Wednesday, April 30, 2025

Artificial Intelligence in Medical Diagnosis

 Artificial Intelligence in Medical Diagnosis 

            In today’s world, we see AI everywhere, from our very own phones to advanced technology in detecting medical conditions even before the real professionals can. As artificial intelligence becomes more involved in areas of expertise such as healthcare, we are seeing how these technological advances are more important than ever. The research conducted at Loyola University on “Beyond the Contour: How 3D cues enhance object recognition in human and neural networks” by Cutler and Baumel et al. studied how the human and artificial neural networks or ANNs use 3D cues to recognize objects (Cutler & Baumel, 2025). Similarly, the recent study from Stanford Human-Centered Artificial Intelligence (HAI) shows the improving accuracy in diagnostics in medical imaging with the help of AI. Both studies show the implications of AI in performance, while also highlighting the access to bigger and broader data sets and a need for deeper 3D and relational understanding, not just instrumental. 

            In the Stanford HAI study, they demonstrated that multimodal large language models (LLMs), being paired with image data, such as X-rays, can outperform specialists such as radiologists in tasks such as coming up with a diagnosis and with a lower number of errors and biases (Stanford HAI, 2024). This mimics how human clinicians combine the structural visual cues they get with contextual reasoning they have already acquired, which is similar to how, in the Cutler and Baumel study, humans outperformed ANNs when trying to recognize objects from noncanonical perspectives that used volumetric shading (Cutler & Baumel, 2025). This is telling us that human perception relies on many things that the ANNs still don’t have, such as relational processing. 

            Findings on both of these studies show us the human expertise, whether it be in object recognition or medical diagnosis, the use of artificial intelligence must be improved in a way that it is not only extracting information on a surface level but rather deeper knowledge that can support inference and reasoning behind it. Particularly in the Cutler and Baumel et al. study, the ANNs must be improved in order to learn to handle real-world data that may contain topics such as ambiguity and variability. The low capacity for flexibility and interpretation in technologies such as 3D and AI can be detrimental in cases where they deviate from their training, which is precisely where human insight is most needed. 

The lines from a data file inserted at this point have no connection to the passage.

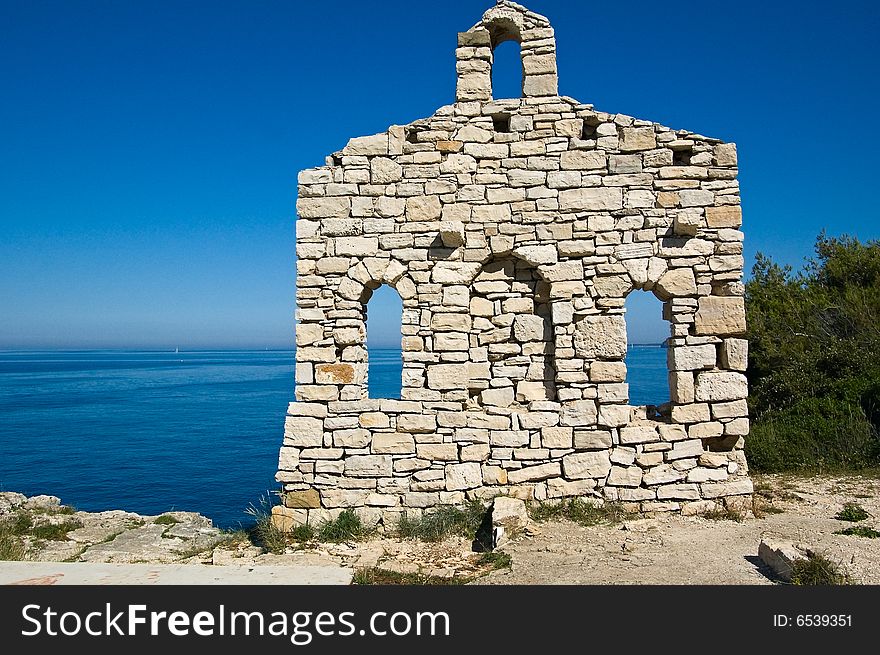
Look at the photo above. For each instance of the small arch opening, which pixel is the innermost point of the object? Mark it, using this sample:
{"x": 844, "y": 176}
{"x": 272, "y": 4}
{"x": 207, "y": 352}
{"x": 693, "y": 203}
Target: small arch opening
{"x": 507, "y": 71}
{"x": 646, "y": 364}
{"x": 384, "y": 356}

            The challenge that this new technology faces is not only about improvement, but also about ensuring that AI can generalize scenarios and implement ethics and diversity in such unpredictable scenarios. These systems, just like humans, can always improve and learn in order to achieve a level of sophistication and accuracy that can be trusted and reliable in the real world. 

            


 

References

Cutler, M., & Baumel, L. D., Tocco, J., Friebel, W., Thirivathukal, G. K., & Baker, N. (2025). Beyond the contour: How 3D cues enhance object recognition in humans and neural networks. Journal of Vision. (Pre-publication draft) 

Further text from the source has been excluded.